Systemic lupus erythematosus (SLE) is less commonly reported than CLE in patients receiving PPIs. PPI associated SLE is usually milder than non-drug induced SLE. Onset of SLE typically occurred within days to years after initiating treatment primarily in patients ranging from young adults to the elderly. The majority of patients presented with rash; however, arthralgia and cytopenia were also reported.
Avoid administration of PPIs for longer than medically indicated.
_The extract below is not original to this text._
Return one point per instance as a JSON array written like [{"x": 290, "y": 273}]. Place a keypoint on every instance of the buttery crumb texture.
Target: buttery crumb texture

If signs or symptoms consistent with CLE or SLE are noted in patients receiving Nexium, discontinue the drug and refer the patient to the appropriate specialist for evaluation. Most patients improve with discontinuation of the PPI alone in 4 to 12 weeks. Serological testing (e.g., Antinuclear antibody) may be positive and elevated serological test results may take longer to resolve than clinical manifestations.
Effects on ability to drive or use machines: Gastro-resistant tablet: No effects have been observed.
Powder for solution for injection: Nexium is not likely to affect the ability to drive or use machines.

For Nexium, limited data on exposed pregnancies are available. Animal studies with esomeprazole do not indicate direct or indirect harmful effects with respect to embryonal/fetal development. Animal studies with the racemic mixture do not indicate direct or indirect harmful effects with respect to pregnancy, parturition or postnatal development. Caution should be exercised when prescribing Nexium to pregnant women.
It is not known whether esomeprazole is excreted in human breast milk. No studies in lactating women have been performed. Therefore, Nexium should not be used during breast-feeding.
Gastro-resistant tablet: With the racemic mixture omeprazole, data on a larger number of exposed pregnancies from epidemiological studies indicate no malformative or foetotoxic events.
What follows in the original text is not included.